This question subsumes another more common, narrower question:
proportion of disease risk could be eliminated if exposure were to be
eliminated, while nothing else changed?
Given the algebraic structure of the AF, the modifiability (or
elimination) of exposure is not the key criterion. The key is elimination of
excess risk associated with exposure, which can theoretically happen in
various ways besides actual elimination of exposure.
A rephrasing of the questions in the previous example is helpful
because it points out the severe limitation to the interpretation of the AF as
a proportion of disease risk that can be eliminated.
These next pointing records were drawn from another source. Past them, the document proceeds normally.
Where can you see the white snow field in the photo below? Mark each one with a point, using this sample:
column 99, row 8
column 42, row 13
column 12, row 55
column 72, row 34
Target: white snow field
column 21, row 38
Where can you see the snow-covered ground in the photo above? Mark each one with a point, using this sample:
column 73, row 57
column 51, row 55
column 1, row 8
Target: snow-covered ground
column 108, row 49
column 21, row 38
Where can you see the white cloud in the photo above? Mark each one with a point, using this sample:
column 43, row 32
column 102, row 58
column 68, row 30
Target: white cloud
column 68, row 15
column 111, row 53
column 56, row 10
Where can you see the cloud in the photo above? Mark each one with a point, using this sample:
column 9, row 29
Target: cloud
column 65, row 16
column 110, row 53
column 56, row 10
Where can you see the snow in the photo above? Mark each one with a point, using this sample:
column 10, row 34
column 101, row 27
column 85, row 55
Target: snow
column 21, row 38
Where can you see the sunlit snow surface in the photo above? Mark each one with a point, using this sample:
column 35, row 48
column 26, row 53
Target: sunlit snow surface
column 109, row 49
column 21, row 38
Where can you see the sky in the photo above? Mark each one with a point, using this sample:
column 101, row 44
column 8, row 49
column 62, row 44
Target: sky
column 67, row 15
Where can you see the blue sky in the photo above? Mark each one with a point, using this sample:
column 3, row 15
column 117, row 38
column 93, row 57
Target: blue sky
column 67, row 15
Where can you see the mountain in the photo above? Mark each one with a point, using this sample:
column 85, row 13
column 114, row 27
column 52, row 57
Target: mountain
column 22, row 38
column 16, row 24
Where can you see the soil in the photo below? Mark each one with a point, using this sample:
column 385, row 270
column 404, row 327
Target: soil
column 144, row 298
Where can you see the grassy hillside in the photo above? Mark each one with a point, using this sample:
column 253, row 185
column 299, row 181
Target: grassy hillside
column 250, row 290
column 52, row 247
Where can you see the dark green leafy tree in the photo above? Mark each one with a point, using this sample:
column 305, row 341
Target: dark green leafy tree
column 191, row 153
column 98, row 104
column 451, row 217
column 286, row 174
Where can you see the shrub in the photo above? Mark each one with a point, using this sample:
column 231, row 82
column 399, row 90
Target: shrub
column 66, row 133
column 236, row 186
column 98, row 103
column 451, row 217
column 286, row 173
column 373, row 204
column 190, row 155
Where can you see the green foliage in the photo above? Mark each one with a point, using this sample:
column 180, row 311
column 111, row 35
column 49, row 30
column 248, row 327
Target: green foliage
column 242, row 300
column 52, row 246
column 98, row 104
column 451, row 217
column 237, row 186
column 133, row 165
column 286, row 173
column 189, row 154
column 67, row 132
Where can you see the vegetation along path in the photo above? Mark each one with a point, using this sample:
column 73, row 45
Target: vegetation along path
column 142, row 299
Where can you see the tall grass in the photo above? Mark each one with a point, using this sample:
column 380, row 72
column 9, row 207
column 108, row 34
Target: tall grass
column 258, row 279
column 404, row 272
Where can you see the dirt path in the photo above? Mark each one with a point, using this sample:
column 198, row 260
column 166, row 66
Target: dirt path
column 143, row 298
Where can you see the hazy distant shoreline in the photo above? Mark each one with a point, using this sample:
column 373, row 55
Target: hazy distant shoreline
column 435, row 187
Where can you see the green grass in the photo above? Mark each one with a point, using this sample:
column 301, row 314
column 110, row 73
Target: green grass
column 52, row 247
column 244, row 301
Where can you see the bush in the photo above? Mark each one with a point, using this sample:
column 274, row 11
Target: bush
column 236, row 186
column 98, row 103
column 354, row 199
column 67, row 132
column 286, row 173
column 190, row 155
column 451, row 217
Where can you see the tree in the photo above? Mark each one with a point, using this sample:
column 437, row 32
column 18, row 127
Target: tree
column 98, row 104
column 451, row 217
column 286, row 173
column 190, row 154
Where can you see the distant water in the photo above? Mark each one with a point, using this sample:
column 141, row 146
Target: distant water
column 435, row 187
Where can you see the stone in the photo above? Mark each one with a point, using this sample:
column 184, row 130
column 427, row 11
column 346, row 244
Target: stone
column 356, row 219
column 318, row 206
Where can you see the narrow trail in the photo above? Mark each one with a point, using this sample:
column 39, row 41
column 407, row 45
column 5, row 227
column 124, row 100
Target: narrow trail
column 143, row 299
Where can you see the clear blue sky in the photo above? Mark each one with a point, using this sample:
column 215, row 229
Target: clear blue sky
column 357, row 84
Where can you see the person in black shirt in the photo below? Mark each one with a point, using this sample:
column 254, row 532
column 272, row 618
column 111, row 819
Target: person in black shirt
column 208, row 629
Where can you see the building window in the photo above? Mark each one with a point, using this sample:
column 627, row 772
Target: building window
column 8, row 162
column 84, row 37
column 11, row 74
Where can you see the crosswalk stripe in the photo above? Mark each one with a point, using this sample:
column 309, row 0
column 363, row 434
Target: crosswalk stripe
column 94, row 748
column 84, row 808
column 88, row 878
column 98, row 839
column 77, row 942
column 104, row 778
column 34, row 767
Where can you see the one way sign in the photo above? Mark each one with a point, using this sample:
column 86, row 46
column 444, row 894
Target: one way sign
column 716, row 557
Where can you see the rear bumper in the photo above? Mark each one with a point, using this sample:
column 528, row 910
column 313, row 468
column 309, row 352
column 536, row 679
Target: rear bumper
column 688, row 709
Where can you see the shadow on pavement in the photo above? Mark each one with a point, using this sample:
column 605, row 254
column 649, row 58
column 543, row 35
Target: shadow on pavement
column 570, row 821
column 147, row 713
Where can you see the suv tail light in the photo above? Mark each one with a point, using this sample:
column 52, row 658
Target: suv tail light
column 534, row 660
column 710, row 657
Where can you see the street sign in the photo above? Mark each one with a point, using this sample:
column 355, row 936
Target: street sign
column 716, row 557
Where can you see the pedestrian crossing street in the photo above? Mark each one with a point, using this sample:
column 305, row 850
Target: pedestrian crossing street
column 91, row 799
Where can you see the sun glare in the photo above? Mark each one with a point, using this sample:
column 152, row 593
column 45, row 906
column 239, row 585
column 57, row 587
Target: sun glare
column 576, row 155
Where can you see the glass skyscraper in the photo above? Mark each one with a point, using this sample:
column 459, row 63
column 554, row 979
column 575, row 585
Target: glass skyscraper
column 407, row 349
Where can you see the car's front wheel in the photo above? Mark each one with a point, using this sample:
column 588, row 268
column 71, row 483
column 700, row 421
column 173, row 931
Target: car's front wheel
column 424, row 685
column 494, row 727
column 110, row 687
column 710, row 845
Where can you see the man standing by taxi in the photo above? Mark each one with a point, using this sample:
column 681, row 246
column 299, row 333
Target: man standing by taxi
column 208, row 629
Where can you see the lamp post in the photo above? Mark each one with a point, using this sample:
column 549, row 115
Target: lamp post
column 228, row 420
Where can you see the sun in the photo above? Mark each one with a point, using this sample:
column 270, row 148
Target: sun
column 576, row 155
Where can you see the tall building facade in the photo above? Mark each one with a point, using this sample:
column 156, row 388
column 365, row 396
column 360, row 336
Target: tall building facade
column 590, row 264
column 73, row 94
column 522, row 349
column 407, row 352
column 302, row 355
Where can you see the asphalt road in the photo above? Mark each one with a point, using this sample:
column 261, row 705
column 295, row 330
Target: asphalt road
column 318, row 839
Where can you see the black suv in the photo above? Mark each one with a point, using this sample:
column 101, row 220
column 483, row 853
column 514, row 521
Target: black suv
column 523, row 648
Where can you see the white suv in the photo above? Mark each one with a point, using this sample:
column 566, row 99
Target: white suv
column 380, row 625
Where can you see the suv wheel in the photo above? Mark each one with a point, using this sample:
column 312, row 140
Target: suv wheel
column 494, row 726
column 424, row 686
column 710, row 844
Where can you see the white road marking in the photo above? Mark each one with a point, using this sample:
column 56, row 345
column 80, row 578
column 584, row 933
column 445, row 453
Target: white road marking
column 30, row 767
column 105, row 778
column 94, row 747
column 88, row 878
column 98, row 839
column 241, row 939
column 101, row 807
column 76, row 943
The question,
What proportion of disease risk could be eliminated if the absolute risk in the exposed were to suddenly and sustainably
go to the level of absolute risk in the unexposed, while nothing else,
including absolute risk in the unexposed, were to change?
is an interesting and valuable question only if one can also ask and
answer the following question:
intervention is available to cause the disease risk in the exposed to quickly become that of the unexposed, while simultaneously changing nothing else?
If this second question sounds meaningless in a given situation —
perhaps because no such intervention nor anything close has been proved — I would argue that
the interpretation of the AF as the proportion of disease risk that can be
eliminated is also meaningless
because the fundamental assumption underlying the AF, that disease risk in the exposed
immediately becomes that of the unexposed, is impossible to meet.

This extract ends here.